In sintesi il pensiero di Savona spiegato da Pelanda: “Per Savona ci sono tutte le possibilità di proporre una politica economica attiva in cui noi mettiamo nei calcoli previsionali l’incasso dei futuri investimenti, pubblici e privati. Ma il ministro vede probabilmente che l’impostazione più attiva che il governo ha dimostrato di avere a luglio comincia ad avere degli scossoni. Quello che dice sul Sole 24 ore e su Milano Finanza sono concetti che insegniamo nelle università. Cioè lo standard della politica economica è che di fronte ad un rischio di recessione e di sfiducia da parte del mercato sulla stabilità del debito dimostra di riuscire a fare crescita. In quello che ha detto Savona ci sono cifre fattibili. Ma poniamo che siano di meno. Solo per il fatto di presentarsi alla Commissione europea con una previsione attiva e credibile, mostrando dove muovo gli investimenti e dimostrando per il 2019 una crescita superiore all’1%, il deficit e l’equilibrio del bilancio verrebbero calcolati su questo scenario più ottimistico”.

Questa sarebbe per Pelanda la linea più logica. Il confronto con l’ex ministro Padoan è presto fatto: “Negli ultimi tre anni invece l’approccio è stato quello di adeguarsi alle previsioni, cercando l’equilibrio di bilancio a scapito delle risorse di sviluppo. Una reazione difensiva di estremo euro conformismo. È stato sorprendente per un professore assistere alla politica statica dell’ex ministro dell’Economia, condizionato da logiche non economiche, le stesse che in questo momento sembrano bloccare Tria, il quale nella sua intervista al Sole 24 Ore ha dato, senza fornire numeri, la stessa impostazione di Savona, quella cioè di una politica economica attiva con forte leva di investimenti”.

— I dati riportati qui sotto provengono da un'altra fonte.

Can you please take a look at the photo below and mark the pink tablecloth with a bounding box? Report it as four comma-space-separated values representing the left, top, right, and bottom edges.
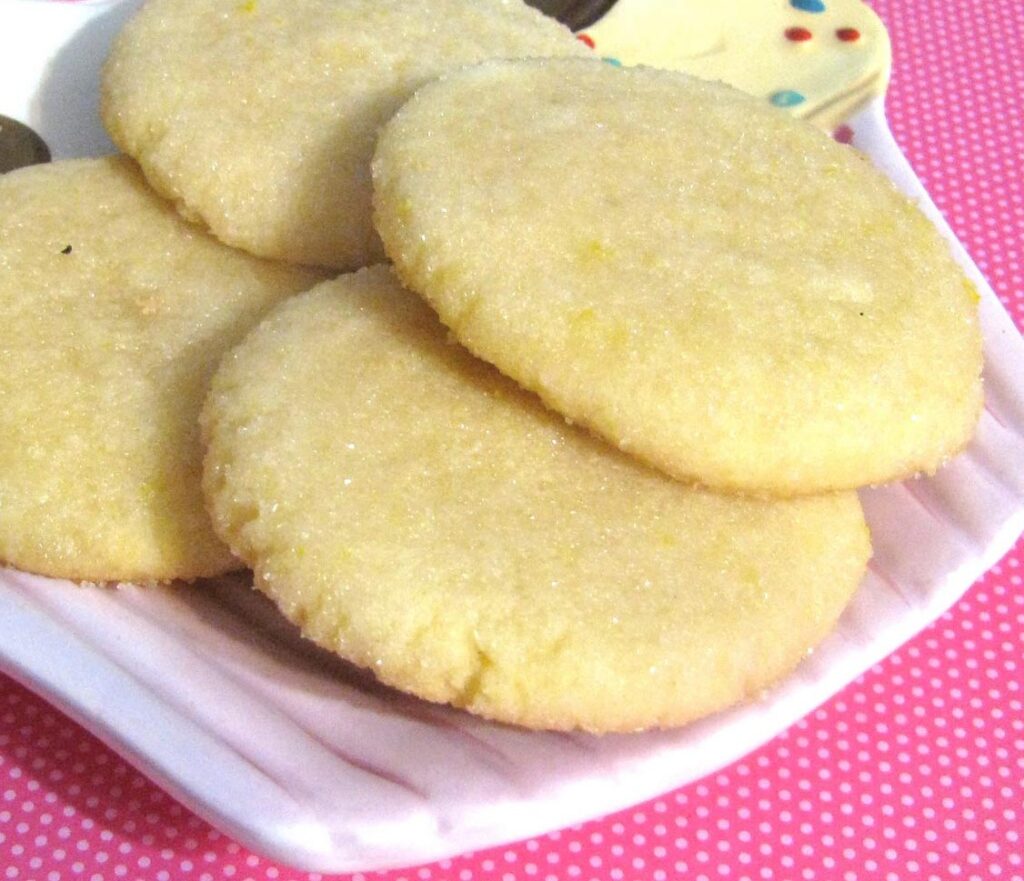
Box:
2, 2, 1022, 879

Una precisazione il professore vuole farla: “Savona non mette in dubbio di tenere il deficit entro i limiti imposti dall’Europa, ma serve un documento previsionale sulla crescita che tenga conto degli investimenti. Penso che sia sconcertato dal vedere che questo semplicissimo punto logico non riesca a fare breccia”. Poi per un attimo prova a mettersi nei panni di Tria: “Capisco che se ti trovi contro la Ragioneria dello Stato, e il Quirinale che non ti sostiene, sei accerchiato”.

E da qui la risposta all’interrogativo che ci siamo posti all’inizio di questa intervista: “Mi ha colpito molto il fatto che lui da una posizione governativa esprimesse quelle posizioni. La mia idea è che Savona sia intervenuto con quella lettera per cercare di aiutare in qualche modo Tria ad affermare una logica economica che abbia senso in una situazione dove il governo sta mostrando di avere paura. C’è un triumvirato in Italia, c’è il Quirinale a cui fa riferimento tutta la burocrazia strategica che antagonizza questa maggioranza, e poi ci sono Salvini e Di Maio. Un triumvirato dove però ognuno si taglia le proprie fette. E Savona, che è una persona molto silenziosa, ma con un’enorme esperienza alle spalle, sta cercando di dare l’immagine che ci sia qualcuno che sappia governare”.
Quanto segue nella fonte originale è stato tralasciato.